According to researchers, västgötaspets is related to welsh corgi, especially the pembroke variety, as indicated by their naturally shortened tails. It is still unclear whether the Vikings brought these dogs from Wales to Sweden or vice versa, although it is currently suggested that this is a originally Swedish breed. Adherents of Welsh theories argue that no other Swedish Spitz has shortened paws, but this mutation may well have first occurred in Sweden. It is also difficult to find the source of the short tail mutation common to most shepherd breeds in which it appears – including Pembroke and Vallhund.
Locals called their pupils “hunn” (“dog” in the local dialect). Their selection criteria were simple: the dog was supposed to herd cows just like the grandfather’s pet, guard the farm and scare off intruders. Only such animals had a chance to survive, which made the dog robust and resistant.
In the modern history of Swedish Vallhund, the famous terrier judge Count Björn von Rosen played a decisive role. At the beginning of the 1940s, he drew attention to the shepherd’s tip type popular in West Gotland. In the summer of 1942, he posted in the newspaper that he was looking for “short-tailed västgötaspets.” They were answered by Karl Gustav Zettersen, a Scottish terrier teacher and breeder, who helped find the surviving dogs and took care of them.
Probably only one male and four bitches were used to reproduce the breed, but they had to have good genes, because västgötaspets are healthy and long-lived. In 1943, the first model was created, and the breed was named Swedish vallhund (shepherd dog). In 1953 it was changed to västgötaspets.
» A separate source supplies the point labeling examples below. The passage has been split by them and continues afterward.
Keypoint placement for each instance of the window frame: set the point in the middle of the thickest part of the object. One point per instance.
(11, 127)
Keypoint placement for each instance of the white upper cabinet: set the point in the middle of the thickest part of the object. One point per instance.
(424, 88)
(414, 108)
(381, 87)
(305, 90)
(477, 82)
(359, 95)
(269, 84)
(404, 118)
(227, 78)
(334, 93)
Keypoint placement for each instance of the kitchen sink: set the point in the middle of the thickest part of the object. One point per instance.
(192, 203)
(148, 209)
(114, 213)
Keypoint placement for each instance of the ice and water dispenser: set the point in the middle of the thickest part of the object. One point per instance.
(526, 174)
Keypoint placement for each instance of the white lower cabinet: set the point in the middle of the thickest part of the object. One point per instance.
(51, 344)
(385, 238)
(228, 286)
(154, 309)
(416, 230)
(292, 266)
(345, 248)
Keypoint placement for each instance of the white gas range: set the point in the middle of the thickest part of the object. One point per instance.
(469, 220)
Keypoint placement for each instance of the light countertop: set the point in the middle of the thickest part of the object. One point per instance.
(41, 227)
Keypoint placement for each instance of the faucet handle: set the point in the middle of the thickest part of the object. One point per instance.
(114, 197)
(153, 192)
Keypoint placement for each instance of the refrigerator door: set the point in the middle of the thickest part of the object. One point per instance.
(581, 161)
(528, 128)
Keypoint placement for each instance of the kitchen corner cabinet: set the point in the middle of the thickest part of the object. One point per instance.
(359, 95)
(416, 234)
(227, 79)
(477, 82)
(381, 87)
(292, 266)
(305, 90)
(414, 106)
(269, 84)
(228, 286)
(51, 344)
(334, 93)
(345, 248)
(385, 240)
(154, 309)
Västgötaspets is the most popular in the country of its origin. In Europe, he is also found in England, the Netherlands, Denmark, Finland, Switzerland, Norway, and in Australia, New Zealand, and the popularity of these dogs in the United States is also growing.
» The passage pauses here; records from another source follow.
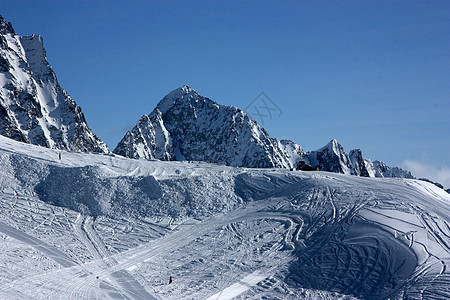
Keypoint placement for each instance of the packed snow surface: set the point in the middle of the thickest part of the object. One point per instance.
(99, 226)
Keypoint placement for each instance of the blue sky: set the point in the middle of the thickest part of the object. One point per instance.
(374, 75)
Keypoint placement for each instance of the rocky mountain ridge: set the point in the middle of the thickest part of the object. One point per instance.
(187, 126)
(33, 106)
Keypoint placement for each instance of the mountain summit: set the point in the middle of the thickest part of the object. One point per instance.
(187, 126)
(33, 106)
Västgötaspets (Swedish vallhund) – Group V FCI, section 3, reference number 14
Country of origin: Sweden
Character: perceptive, energetic and alert; he is distrustful of strangers; excellent watchman; sometimes barking
Size: dogs 33 cm, bitches 31 cm (+2 cm / -1 cm).
Weight: 11-16 kg (dogs usually weigh around 14-15 kg, bitches are slightly lighter)
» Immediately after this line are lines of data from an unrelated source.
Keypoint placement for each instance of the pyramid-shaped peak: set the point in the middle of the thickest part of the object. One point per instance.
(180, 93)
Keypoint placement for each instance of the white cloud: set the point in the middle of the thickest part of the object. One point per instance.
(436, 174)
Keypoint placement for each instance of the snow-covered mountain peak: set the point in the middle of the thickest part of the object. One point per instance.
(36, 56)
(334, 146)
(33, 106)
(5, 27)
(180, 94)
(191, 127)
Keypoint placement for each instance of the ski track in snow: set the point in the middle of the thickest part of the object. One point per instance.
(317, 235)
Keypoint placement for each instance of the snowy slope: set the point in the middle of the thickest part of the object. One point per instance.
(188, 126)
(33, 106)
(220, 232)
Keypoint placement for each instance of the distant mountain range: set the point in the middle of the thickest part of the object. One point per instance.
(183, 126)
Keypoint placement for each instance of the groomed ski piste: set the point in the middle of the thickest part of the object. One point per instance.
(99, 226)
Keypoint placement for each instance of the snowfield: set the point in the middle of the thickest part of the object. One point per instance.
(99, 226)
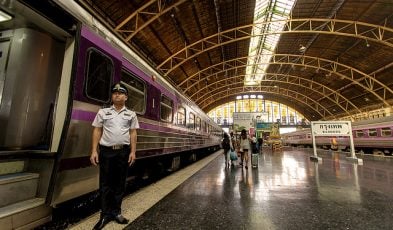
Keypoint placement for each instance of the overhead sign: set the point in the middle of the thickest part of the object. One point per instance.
(331, 128)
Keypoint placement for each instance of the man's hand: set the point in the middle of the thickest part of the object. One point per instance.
(94, 158)
(131, 159)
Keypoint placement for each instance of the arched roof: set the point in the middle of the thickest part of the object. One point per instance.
(333, 58)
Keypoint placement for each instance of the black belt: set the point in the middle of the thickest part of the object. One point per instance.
(115, 147)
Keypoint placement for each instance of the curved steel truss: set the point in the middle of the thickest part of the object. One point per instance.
(151, 11)
(291, 94)
(361, 30)
(368, 83)
(335, 97)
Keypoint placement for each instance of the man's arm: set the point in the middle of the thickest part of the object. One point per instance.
(133, 139)
(97, 132)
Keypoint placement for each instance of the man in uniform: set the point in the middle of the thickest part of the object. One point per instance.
(113, 148)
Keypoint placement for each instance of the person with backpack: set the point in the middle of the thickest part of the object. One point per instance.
(227, 146)
(245, 148)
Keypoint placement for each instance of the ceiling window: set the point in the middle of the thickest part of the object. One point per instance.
(265, 36)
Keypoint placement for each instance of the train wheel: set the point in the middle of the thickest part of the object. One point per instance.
(175, 164)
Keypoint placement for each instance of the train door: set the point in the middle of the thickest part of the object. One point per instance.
(4, 47)
(31, 65)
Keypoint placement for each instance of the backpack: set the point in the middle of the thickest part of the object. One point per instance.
(254, 148)
(225, 144)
Coat: short, two-layered: straight, stiff, dense and close-fitting topcoat and dense and soft undercoat; shorter hair on the head and front of the limbs; may be longer on the neck, chest and back of the hind legs
Color: wolfberry in various shades: gray, gray-brown, gray-yellow and reddish-brown; lighter in the same shade of hair may appear on the muzzle, neck, chest, abdomen, buttocks, paws and metatarsus; darker topcoat on the neck, back and sides of the torso; desirable lighter shades on the shoulder blades, the so-called harness, and lighter cheeks (a black mask is also allowed); white is allowed as a small arrow, a spot on the neck or collar, as well as on the chest and feet, but socks should not reach more than half the length of the limb
Lifespan: 15 years
Vulnerability to training: high
Activity: high, but run out at home, behaves calmly
Resistance/susceptibility to diseases: resistant to weather conditions; healthy, hip dysplasia and eye diseases are rare
Possibility to buy a puppy: for now only abroad
Some Swedish vallhund are born with a naturally short tail, but it may not be at all or it may be of different length.
This is a trait found in many shepherd breeds, including Pembroke Welsh Corgi , with whom vallhund are related. It is conditioned by the dominant gene, i.e. if one of the parents has a shortened tail, statistically half of the puppies can inherit it.